Erin’s project kicked off on June 2, when students and community members wrote love letters to the earth on seed paper. Erin then planted each letter into a garden installation that will continue to grow throughout the summer. Both a garden and an art project, “Love Letters to the Earth” offers a way to show care to nature and offers seeds of hope for the future of the planet.

98% Air – Rochester, MN

Artwork at 4Ground Land Art Biennial. Objects that look like differently colored rocks are propped on top of standing bunches of straw..
Photo Credit: Presley Martin and 4Ground Land Art Biennial
Photo courtesy of Presley Martin and 4Ground Land Art Biennial

Outside of the Rochester Art Center you’ll find an installation by Presley Martin, called “98% Air.” The sculptural work is made of 9000 pieces of plastic foam from the Mississippi River. From a distance, the installation looks like it could be reeds or some sort of natural phenomenon. The trash is so degraded it has developed the look of the natural world.
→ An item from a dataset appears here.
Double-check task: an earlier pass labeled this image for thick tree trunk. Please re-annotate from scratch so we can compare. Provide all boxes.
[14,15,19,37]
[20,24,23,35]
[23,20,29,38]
As part of the project, Martin is leading workshops that engages with the non-biodegradable materials. Visitors create paint brushes in these workshops used to create art. Through this process there is a hopeful message. Even in the face of degradation we have the tools to do something about the impact humans have on the planet, like bringing awareness to the problems through the use of art.

While you visit the Rochester Art Center, you’ll also want to take a look at the rest of “Walk With Us,” an exhibition curated by John Schuerman and Zoe Cinel. The walking-based exhibition features 15 artists that examine social, physical and physical landscapes accessible by walking. Taking place in the hallways, elevators, alcoves of the art center, the artists offer places of discovery through their work.